Demande d’autorisation d’action collective contre les CHSLD publics

Le CHSLD Sainte-Dorothée (sur la photo), à Laval, a connu l’une des pires éclosions de COVID-19 au Québec.
Marie-France Coallier archives Le Devoir Le CHSLD Sainte-Dorothée (sur la photo), à Laval, a connu l’une des pires éclosions de COVID-19 au Québec.

La Cour supérieure du Québec entend cette semaine la demande d’autorisation d’action collective visant tous les CHSLD publics de la province ayant connu une éclosion de COVID-19 lors des deux premières vagues de la pandémie. Il y est allégué que la conduite « fautive et négligente » des établissements de santé et des autorités est « la cause directe et probable des éclosions » qui ont « fait au moins 5347 morts » dans les CHSLD entre le 13 mars 2020 et le 20 mars 2021.

Jean-Pierre Daubois, qui souhaite intenter cette action collective, a perdu sa mère de 94 ans en avril 2020. Elle résidait au CHSLD Sainte-Dorothée, à Laval, où sont décédés 101 résidents lors de la première vague, soit l’une des pires éclosions au Québec.
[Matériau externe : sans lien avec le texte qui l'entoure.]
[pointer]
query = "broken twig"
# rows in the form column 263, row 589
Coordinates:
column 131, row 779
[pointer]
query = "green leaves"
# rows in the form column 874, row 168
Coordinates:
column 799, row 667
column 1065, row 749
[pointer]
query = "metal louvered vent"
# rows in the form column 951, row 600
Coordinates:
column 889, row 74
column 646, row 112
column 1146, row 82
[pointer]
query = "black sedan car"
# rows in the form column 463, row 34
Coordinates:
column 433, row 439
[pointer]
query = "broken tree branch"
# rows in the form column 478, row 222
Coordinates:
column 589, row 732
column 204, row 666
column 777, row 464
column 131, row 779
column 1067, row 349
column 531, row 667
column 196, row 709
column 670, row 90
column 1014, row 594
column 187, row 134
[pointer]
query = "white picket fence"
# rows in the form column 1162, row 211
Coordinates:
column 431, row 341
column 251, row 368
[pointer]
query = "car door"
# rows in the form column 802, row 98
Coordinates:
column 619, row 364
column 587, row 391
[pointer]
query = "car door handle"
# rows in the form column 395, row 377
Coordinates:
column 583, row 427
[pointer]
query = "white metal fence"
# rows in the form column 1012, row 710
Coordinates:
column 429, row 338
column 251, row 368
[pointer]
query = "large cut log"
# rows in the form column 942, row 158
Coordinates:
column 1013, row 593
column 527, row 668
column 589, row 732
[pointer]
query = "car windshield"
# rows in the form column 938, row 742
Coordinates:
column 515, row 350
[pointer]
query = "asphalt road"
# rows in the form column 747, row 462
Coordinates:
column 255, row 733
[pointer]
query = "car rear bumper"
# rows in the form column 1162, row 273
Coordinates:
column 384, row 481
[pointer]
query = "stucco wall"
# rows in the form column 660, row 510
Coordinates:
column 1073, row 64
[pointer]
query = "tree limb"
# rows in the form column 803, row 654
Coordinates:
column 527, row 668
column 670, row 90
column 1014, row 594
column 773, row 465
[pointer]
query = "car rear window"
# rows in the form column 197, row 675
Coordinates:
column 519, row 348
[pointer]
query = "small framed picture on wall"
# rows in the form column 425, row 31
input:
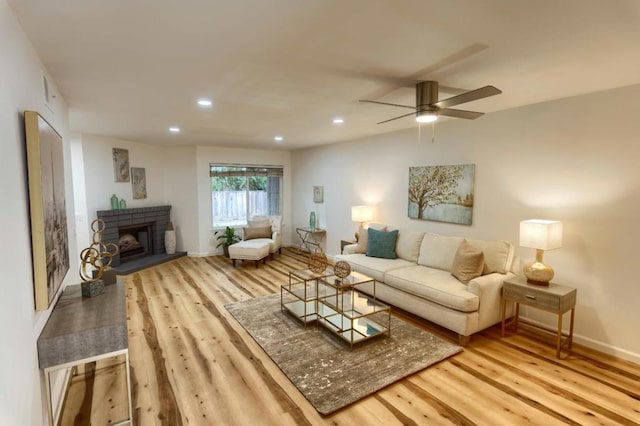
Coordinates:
column 318, row 194
column 138, row 183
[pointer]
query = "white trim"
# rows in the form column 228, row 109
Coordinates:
column 202, row 254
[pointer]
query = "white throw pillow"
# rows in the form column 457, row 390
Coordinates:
column 363, row 236
column 498, row 255
column 408, row 246
column 438, row 251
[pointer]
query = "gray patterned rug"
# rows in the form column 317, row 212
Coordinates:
column 321, row 365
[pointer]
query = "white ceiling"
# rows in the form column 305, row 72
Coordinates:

Trois ans et demi plus tard, le fils de la défunte dénonce toujours haut et fort la gestion de la crise par les établissements de santé, le ministère de la Santé et des Services sociaux et le directeur national de santé publique du Québec.

« Il y a un niveau d’incompétence, de non-préparation et même un niveau de négligence très très grave qui a été faite envers l’ensemble des résidents du CHSLD Sainte-Dorothée, mais envers l’ensemble des résidents de CHSLD au Québec », a dit aux médias Jean-Pierre Daubois, représenté par le cabinet d’avocats Ménard Martin.

En Cour supérieure lundi, Me Patrick Martin-Ménard a notamment argué que les autorités avaient tardé à mettre en application le plan québécois de lutte à une pandémie, adopté en 2006. Selon lui, il aurait dû être activé en janvier 2020 plutôt qu’en mars. « Cela a donné lieu à de l’improvisation, beaucoup de décisions prises en catastrophe et une gestion vraiment négligente au niveau de l’ensemble de la pandémie », a-t-il déclaré aux médias.

Selon l’avocat, le cas de la mère de Jean-Pierre Daubois, Anna José Maquet, est représentatif de ce qui s’est passé dans les CHSLD à l’échelle de la province. « À travers ce qu’on a appris de ce dossier, on a constaté qu’il y avait eu plusieurs manquements au niveau de la préparation, de la gestion, de la prévention et du contrôle des infections, au niveau des soins qui ont été donnés aux résidents, au niveau des décisions qui ont été prises quant à la fin de vie des résidents, dans un contexte où on ne leur permettait pas d’aller à l’hôpital. » Une directive ministérielle limitait les transferts des CHSLD vers les hôpitaux.

Si elle est autorisée par le juge, cette action collective pourrait concerner au moins 10 000 résidents de CHSLD, d’après le cabinet d’avocats, « de même qu’un nombre inconnu de personnes pouvant faire partie du groupe à titre d’aidants naturels, d’enfants, de petits-enfants, d’héritiers ou d’ayants droit ».

Me Martin-Ménard ne s’est pas avancé sur la somme potentielle totale de la réclamation, cette dernière étant « complexe ». Dans la procédure, on indique qu’un montant de 100 000 $ est demandé pour chaque conjoint survivant aux résidents de CHSLD décédés, « en sa qualité personnelle, en compensation des douleurs, stress et inconvénients subis, ainsi qu’en compensation du chagrin causé par la perte d’un être cher […] en raison de la conduite fautive des défendeurs ».

Une somme de base de 40 000 $ est par ailleurs réclamée pour chaque résident vivant en CHSLD durant la période visée, en compensation, entre autres, de la détresse psychologique vécue et de la détérioration de leur santé physique, psychologique et cognitive.

Les défendeurs dans ce dossier, soit le CHSLD Sainte-Dorothée, les CIUSSS et CISSS, le ministère de la Santé et des Services sociaux et le directeur national de santé publique, présenteront leurs contre-arguments jeudi et vendredi.